Un héros individualiste dans un Manhattan-prison
Tout semblait réuni pour faire de ce film un classique du genre : un héros légendaire, Snake Plissken (Kurt Russell), ancien soldat devenu hors-la-loi, chargé de sauver le président des États-Unis dont l'avion s'est écrasé dans Manhattan, transformé en pénitencier à ciel ouvert. Pourtant, Plissken n'a rien d'un patriote. Carpenter déjoue les attentes en faisant de lui un farouche individualiste, dont la seule motivation est d'échapper à une peine de prison à vie.
Un rythme mesuré et des instants surréalistes
Plutôt que de multiplier les effets pyrotechniques, Carpenter adopte un rythme mesuré, presque nonchalant, et explore un Manhattan nocturne et envoûtant, fait d'immeubles en ruines et de rues désertes.
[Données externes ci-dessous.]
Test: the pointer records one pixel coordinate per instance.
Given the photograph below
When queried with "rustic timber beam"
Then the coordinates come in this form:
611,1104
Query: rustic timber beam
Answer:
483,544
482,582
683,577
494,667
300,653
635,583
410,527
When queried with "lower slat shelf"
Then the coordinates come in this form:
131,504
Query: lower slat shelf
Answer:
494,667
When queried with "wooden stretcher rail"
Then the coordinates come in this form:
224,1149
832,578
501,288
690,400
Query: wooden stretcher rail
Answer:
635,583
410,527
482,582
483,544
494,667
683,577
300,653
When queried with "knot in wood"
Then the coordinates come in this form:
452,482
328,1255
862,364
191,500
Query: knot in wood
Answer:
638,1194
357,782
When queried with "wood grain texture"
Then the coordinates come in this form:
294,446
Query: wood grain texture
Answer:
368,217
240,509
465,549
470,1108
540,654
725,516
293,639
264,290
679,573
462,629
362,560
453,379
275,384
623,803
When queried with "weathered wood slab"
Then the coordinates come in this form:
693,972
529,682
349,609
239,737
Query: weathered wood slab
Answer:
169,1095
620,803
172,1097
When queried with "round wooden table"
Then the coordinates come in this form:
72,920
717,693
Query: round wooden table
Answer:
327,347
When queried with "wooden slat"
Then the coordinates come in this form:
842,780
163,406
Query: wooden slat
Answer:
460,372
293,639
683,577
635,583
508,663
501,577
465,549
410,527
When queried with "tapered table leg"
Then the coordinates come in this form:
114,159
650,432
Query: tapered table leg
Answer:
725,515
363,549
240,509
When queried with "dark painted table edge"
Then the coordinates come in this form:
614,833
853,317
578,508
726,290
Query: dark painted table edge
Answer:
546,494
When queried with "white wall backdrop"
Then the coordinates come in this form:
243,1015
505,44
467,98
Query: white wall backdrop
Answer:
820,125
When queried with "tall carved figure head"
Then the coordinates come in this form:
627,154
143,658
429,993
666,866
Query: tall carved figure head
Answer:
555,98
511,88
Dans ce paysage chaotique, l'apparition d'un taxi jaune ou un spectacle de music-hall deviennent de purs instants surréalistes. Le budget est modeste, mais avec James Cameron aux effets visuels, le résultat est à la fois spectaculaire et poétique.
Un rebelle à Hollywood
Alors que le gouvernement est en pleine crise, Plissken tire une chaise d'un tas de gravats et s'allume une cigarette. Jamais on n'imaginerait Rambo ou Martin Riggs, le héros de « l'Arme fatale », prendre un moment de réflexion au milieu de l'action. Cette désinvolture fait de Snake le héros le plus cool des années 1980. La testostérone n'a jamais été le fort de Carpenter, digne héritier de Howard Hawks et de ses cowboys sentimentaux autant que des artisans inventifs de série B. Il se moque du vedettariat et préfère réunir des renégats flamboyants : Harry Dean Stanton, Ernest Borgnine, Donald Pleasence, Lee Van Cleef, le musicien funk Isaac Hayes, et la dure à cuire Adrienne Barbeau.
Kurt Russell, une fidélité à Carpenter
Kurt Russell, ex-enfant acteur des studios Disney, n'avait alors rien d'une star et peinait à trouver des rôles intéressants à Hollywood. Même après les succès de « Tequila Sunrise » et « Backdraft », il restera fidèle à « Big John », le retrouvant dans « Los Angeles 2013 », suite exubérante de « New York 1997 » qui moque le politiquement correct de son époque.
◗ Vendredi 10 juillet à 22h45 sur RTL9. Film de science-fiction américain de John Carpenter (1981). Avec Kurt Russell, Lee Van Cleef, Ernest Borgnine. Durée : 1h35.